Now here I'll ask: how many have even tried full-immersion RP?

For me, full-immersion is kind of like a holy grail - it's out there somewhere, and now and then I almost see it in the distance, but I've yet to be able to achieve it other than for a few fleeting moments at a time now and then.

That said, I've never really done any LARP, where from what I gather full immersion is somewhat easier.
 


Lanefan

Victoria Rules
I hope that any well-adjusted adult here, which may already be asking too much from people, could recognize here that the problem is not metagaming, but personal issues between Bob and the Speaker. Bob and the Speaker should handle this between themselves like adults. But in no way is the actual problem here metagaming. It's the personal lives of the players. So we should probably stop pretending like metagaming is the disease rather than a mere symptom. IME, metagaming is almost always the symptom of an underlying problem at the table rather than the actual problem itself.
Yes, and when you can't cure the root problem all you're left with is to suppress the symptoms as best you can.
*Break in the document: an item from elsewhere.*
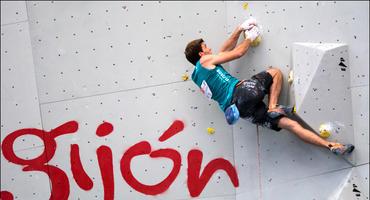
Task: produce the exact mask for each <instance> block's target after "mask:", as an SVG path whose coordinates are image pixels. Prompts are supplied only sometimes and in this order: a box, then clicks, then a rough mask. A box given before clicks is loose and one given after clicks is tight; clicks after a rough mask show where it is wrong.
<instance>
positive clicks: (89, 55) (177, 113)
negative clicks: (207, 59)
mask: <svg viewBox="0 0 370 200" xmlns="http://www.w3.org/2000/svg"><path fill="white" fill-rule="evenodd" d="M368 7H369V3H368V2H342V1H337V2H336V1H327V2H321V1H320V2H316V1H312V2H247V1H240V2H222V1H220V2H167V1H149V2H146V1H142V2H139V1H133V2H116V1H114V2H95V1H92V2H59V1H45V2H43V1H28V2H22V1H17V2H9V1H2V2H1V147H2V151H1V189H0V190H1V195H2V197H1V198H2V199H7V197H6V196H7V195H8V196H10V193H11V194H12V196H13V198H14V199H49V198H55V199H63V197H61V196H58V195H61V194H65V192H66V191H67V189H66V186H68V187H69V190H68V191H69V193H68V198H69V199H81V200H82V199H113V198H114V199H191V198H192V196H193V197H195V196H196V197H197V199H207V200H221V199H223V200H224V199H226V200H236V199H243V200H244V199H252V200H254V199H260V200H262V199H267V200H268V199H284V200H285V199H298V198H299V199H309V200H312V199H368V197H369V190H368V186H369V180H368V178H369V174H368V169H369V126H368V121H369V113H368V109H369V105H368V102H369V82H368V78H369V61H368V60H369V57H368V55H369V38H368V35H369V32H368V30H369V20H368V19H369V9H368ZM249 16H253V17H255V18H256V19H257V20H258V21H259V23H260V24H261V25H262V26H263V30H264V33H263V39H262V42H261V44H260V45H259V46H258V47H255V48H251V49H250V50H249V51H248V53H247V54H246V55H245V56H244V57H243V58H241V59H239V60H237V61H233V62H230V63H229V64H226V65H225V67H226V69H228V70H230V72H231V73H232V74H233V75H235V76H236V77H238V78H249V77H250V76H252V75H253V74H255V73H257V72H260V71H262V70H264V69H266V68H267V67H268V66H275V67H279V68H280V69H281V70H282V72H283V73H284V78H285V79H284V88H283V91H282V94H281V101H280V103H282V104H287V103H289V102H290V101H289V98H290V97H291V95H293V94H290V91H289V90H288V88H289V87H288V84H287V81H286V78H287V75H288V72H289V70H290V69H292V68H293V67H294V66H293V64H294V60H293V57H294V55H295V54H294V51H293V47H294V45H293V44H294V43H297V42H299V43H318V44H324V43H332V44H334V45H337V44H346V47H347V51H348V52H346V53H348V54H347V55H348V56H347V57H345V58H344V59H345V65H346V66H347V71H346V72H348V73H347V74H346V79H347V81H348V82H347V83H348V84H349V86H348V87H349V88H348V89H347V88H346V92H347V93H346V95H347V96H348V95H350V96H351V97H352V99H351V100H348V101H346V103H347V104H348V105H347V104H346V106H352V107H351V108H348V107H347V108H346V110H351V112H352V114H348V115H346V117H347V118H348V120H350V119H351V120H352V122H353V127H352V129H353V130H351V133H352V134H351V137H352V138H351V139H348V138H347V139H348V141H352V142H353V143H354V144H355V146H356V150H355V151H354V153H353V154H354V155H353V157H354V158H353V159H354V160H353V163H355V167H353V166H351V165H350V164H349V163H348V162H346V161H345V160H343V159H342V158H340V157H337V156H335V155H332V154H331V153H330V152H328V151H327V150H325V149H320V148H317V147H314V146H312V145H309V144H306V143H304V142H302V141H301V140H299V139H297V138H296V137H295V136H293V135H291V134H290V133H288V132H286V131H281V132H274V131H271V130H268V129H265V128H262V127H256V126H254V125H252V124H250V123H249V122H247V121H244V120H240V121H239V122H238V123H237V124H236V125H234V126H233V127H231V126H229V125H227V123H226V121H225V119H224V116H223V113H222V112H221V111H220V110H219V107H218V105H217V104H216V103H215V102H212V101H208V100H207V99H206V98H205V97H203V96H202V95H201V94H200V92H199V89H198V88H197V87H196V85H195V84H194V83H193V82H192V81H191V80H190V79H189V80H187V81H183V80H182V75H184V74H187V75H189V76H190V74H191V72H192V70H193V66H192V65H191V64H190V63H188V62H187V61H186V59H185V57H184V53H183V52H184V49H185V46H186V44H187V42H189V41H190V40H193V39H196V38H203V39H204V40H205V41H206V42H207V45H208V46H209V47H211V48H212V49H213V51H215V52H216V51H217V50H218V49H219V47H220V46H221V44H222V42H223V41H224V40H225V39H226V38H227V36H228V35H229V34H230V33H231V32H232V31H233V30H234V29H235V27H236V26H237V25H238V24H240V23H241V22H243V20H244V19H246V18H248V17H249ZM318 52H319V53H320V52H322V53H323V51H318ZM339 53H340V52H339ZM302 56H303V55H302ZM320 56H321V54H320ZM338 58H339V59H340V57H338V56H337V55H336V56H335V59H334V60H331V59H330V58H329V60H328V62H333V63H336V66H335V67H338V69H339V70H340V66H339V65H338V64H339V62H338V61H339V60H338ZM301 59H307V58H302V57H301ZM310 61H311V62H310V65H311V66H318V62H319V61H318V60H315V59H312V60H310ZM315 62H316V63H315ZM305 70H307V71H306V72H304V73H308V74H312V75H313V74H314V71H313V70H312V68H305ZM311 70H312V71H311ZM310 78H312V79H315V78H314V77H313V76H312V77H310ZM338 81H340V80H338ZM308 82H309V80H307V83H308ZM341 84H342V83H341V82H338V83H337V86H340V85H341ZM319 86H320V87H321V85H318V86H317V87H319ZM302 87H305V88H306V89H307V91H309V90H310V88H311V87H312V85H308V84H302ZM315 87H316V86H315ZM319 89H320V88H319ZM325 89H327V88H325ZM329 89H332V88H329ZM300 91H303V89H302V90H300ZM295 97H296V98H300V97H299V96H295ZM325 100H327V99H326V97H325V99H324V98H323V99H319V101H321V102H326V101H325ZM298 101H300V102H303V104H304V105H306V108H310V109H316V107H315V108H313V107H310V106H309V105H310V104H309V103H305V101H306V100H305V98H304V97H302V98H301V99H299V100H298ZM350 102H352V103H350ZM303 104H302V105H303ZM307 105H308V106H307ZM341 106H343V105H342V104H341V103H340V102H338V105H336V106H335V108H337V107H338V109H339V108H340V107H341ZM326 108H327V107H326V106H325V108H324V107H323V108H322V109H326ZM330 108H331V107H330ZM330 108H328V109H330ZM338 109H336V111H337V112H339V110H338ZM321 112H323V111H321ZM333 115H334V114H333ZM338 115H341V113H339V114H338ZM319 116H320V117H324V115H322V114H320V112H319V111H316V110H315V111H312V113H309V114H307V116H306V122H309V123H316V122H315V121H314V120H316V119H317V118H318V117H319ZM325 116H329V115H325ZM347 118H346V119H347ZM310 120H311V121H310ZM312 120H313V121H312ZM69 121H74V122H77V124H78V127H77V130H76V129H75V130H73V125H71V124H69V125H68V124H67V125H68V126H66V127H62V128H61V129H56V128H57V127H59V126H61V125H62V124H64V123H66V122H69ZM103 122H106V123H110V124H111V125H112V126H113V130H112V131H111V132H110V131H109V130H108V129H100V130H103V132H104V131H105V132H104V133H105V134H107V135H105V136H98V135H97V134H96V132H97V129H98V127H99V125H101V124H102V123H103ZM173 122H182V123H183V124H184V129H183V130H182V129H181V128H179V127H177V128H175V129H173V130H175V131H176V130H178V131H179V132H178V133H176V134H175V135H173V136H172V137H170V138H168V139H167V140H165V141H163V140H159V138H160V136H161V135H162V133H164V132H165V131H166V130H167V129H168V128H169V127H170V126H171V124H172V123H173ZM347 122H348V121H347ZM310 125H311V124H310ZM312 126H315V127H316V126H317V125H316V124H313V125H312ZM26 128H36V129H41V130H45V131H46V132H42V133H40V135H39V137H38V136H36V135H35V130H34V129H28V130H27V131H26V132H25V134H24V135H23V136H20V137H17V138H16V140H15V141H14V144H13V145H12V146H8V144H9V141H10V140H9V138H11V137H9V135H10V136H14V135H15V133H17V132H16V131H17V130H22V129H26ZM75 128H76V127H75ZM207 128H213V129H214V130H215V132H214V133H213V134H210V133H208V132H207ZM58 130H63V131H62V132H58ZM68 130H69V132H74V131H75V132H74V133H69V134H63V133H66V132H68ZM50 132H51V133H50ZM27 133H28V134H27ZM53 134H63V135H59V136H56V138H55V143H53V141H54V140H53V139H50V138H51V135H53ZM329 139H333V138H329ZM338 139H343V138H338ZM347 139H346V140H347ZM4 141H5V142H4ZM43 141H46V142H45V143H44V142H43ZM143 141H147V142H148V143H149V144H150V146H151V151H152V154H150V155H148V154H149V153H150V152H146V153H144V154H145V155H139V156H137V157H134V158H133V159H132V160H131V163H130V169H131V172H132V174H133V177H134V178H136V179H137V181H138V182H140V183H142V184H145V185H151V186H153V185H158V184H159V183H160V182H161V181H162V180H165V179H166V177H167V176H168V175H169V174H171V170H172V169H175V168H176V166H177V164H178V163H179V162H177V161H176V162H172V161H171V159H169V157H170V156H171V155H172V156H174V154H171V153H169V152H172V153H173V152H177V154H175V155H180V159H181V162H180V166H179V171H178V174H176V173H175V174H174V175H170V176H171V177H172V178H173V182H171V183H170V184H169V187H168V188H167V189H166V188H163V187H162V186H159V187H157V189H159V190H161V191H163V192H159V193H158V194H157V195H151V194H149V193H150V192H149V191H152V192H153V191H155V190H152V189H149V190H145V188H143V187H136V186H135V181H133V180H132V179H129V178H124V177H126V176H127V174H126V173H123V172H122V168H125V167H127V166H128V165H129V163H128V162H127V160H124V159H123V158H126V156H127V155H129V152H130V151H128V150H130V149H132V148H133V147H134V145H135V144H138V143H139V142H143ZM44 144H45V145H44ZM53 145H54V147H55V149H54V148H53ZM71 145H78V148H79V152H78V154H77V155H79V157H80V162H81V166H82V168H83V170H84V171H85V172H86V175H87V176H88V178H87V179H90V180H91V183H92V185H90V186H91V188H89V189H86V188H85V189H83V188H84V187H81V184H82V185H84V184H85V187H88V185H89V181H88V180H87V179H86V177H85V179H84V177H83V173H82V172H81V169H80V171H78V169H77V171H78V173H73V172H72V171H73V170H76V168H78V162H77V161H76V160H74V161H73V162H72V161H71V159H72V158H76V157H75V156H76V154H73V153H71V151H72V150H71V149H72V147H71ZM102 146H106V147H108V149H110V150H111V152H112V156H111V158H112V162H111V167H112V169H113V170H110V168H109V164H110V160H109V157H110V154H109V151H108V152H105V153H103V155H102V157H103V159H105V160H104V162H99V159H98V154H99V152H100V151H99V150H98V149H102ZM103 148H104V147H103ZM159 149H162V150H165V151H156V150H159ZM166 149H167V151H166ZM168 149H170V151H168ZM4 150H5V151H4ZM10 150H12V151H14V153H15V156H16V157H19V158H21V159H24V160H31V161H32V162H30V161H22V160H21V161H20V160H16V159H14V156H12V155H9V152H10ZM98 151H99V152H98ZM142 151H144V148H139V150H138V152H137V153H143V152H142ZM43 152H44V153H45V155H46V156H41V155H42V153H43ZM154 152H156V153H158V154H159V155H158V156H159V158H155V153H154ZM164 152H167V153H164ZM191 152H193V153H194V152H202V153H203V158H202V163H201V169H200V173H201V174H202V172H204V171H207V170H208V169H209V168H207V170H206V169H205V168H206V167H205V166H206V165H207V164H209V163H211V161H215V159H219V160H218V161H220V160H223V161H225V162H223V163H222V164H221V165H217V166H216V168H217V167H219V168H220V167H225V168H226V167H227V164H225V163H226V162H229V163H230V164H231V165H232V166H235V169H236V172H237V177H238V182H239V185H238V186H235V185H233V183H232V181H231V179H230V178H229V175H228V174H227V173H225V171H222V170H217V171H215V173H214V174H213V175H210V176H209V177H210V180H209V182H208V183H207V184H206V185H205V187H204V189H202V190H201V191H200V193H199V194H196V195H191V194H190V192H189V186H188V184H187V181H188V180H189V179H191V178H189V172H188V170H189V168H191V167H194V166H195V165H196V163H197V159H190V160H188V158H189V157H191V156H192V155H190V154H191ZM166 156H167V157H166ZM35 158H40V159H39V160H38V161H37V162H33V159H35ZM77 160H78V159H77ZM20 162H21V163H31V164H19V163H20ZM35 163H36V164H40V163H41V164H42V165H47V166H48V167H47V168H46V169H47V170H46V172H40V171H25V170H37V169H38V170H40V169H39V168H38V167H37V166H39V165H35ZM71 163H72V164H71ZM102 163H103V164H105V165H107V166H108V168H106V170H102V171H101V168H102V166H101V165H102ZM213 163H214V162H213ZM175 165H176V166H175ZM27 166H28V168H27ZM30 168H32V169H30ZM72 168H73V170H72ZM56 169H60V171H58V170H56ZM190 171H191V170H190ZM195 171H196V170H195ZM102 173H103V174H104V175H107V174H109V173H112V179H110V178H109V177H108V176H109V175H108V176H104V177H105V178H106V179H104V181H103V178H102ZM57 175H59V176H58V177H57V178H54V179H53V180H56V182H50V180H49V177H48V176H51V177H53V176H57ZM107 177H108V178H107ZM196 177H199V176H196ZM64 180H67V181H66V182H63V181H64ZM79 181H81V182H79ZM52 183H55V185H54V187H53V184H52ZM112 183H113V184H112ZM86 185H87V186H86ZM195 188H199V185H198V186H197V187H195ZM113 190H114V191H113ZM143 190H144V191H146V192H143ZM3 195H4V196H3ZM109 195H111V196H109ZM64 198H66V197H65V196H64Z"/></svg>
It's not my place to sort out any out-of-game problems between Bob and the Speaker. If they're both friends of mine outside the game, I could try; but even then in the end it's their headache to deal with as they see fit.

It is, however, my place to sort out what happens at the table I'm running; which means whatever's going on between them out-of-game is, as far as I can manage it, not going to be allowed to influence what happens in the fiction of my game.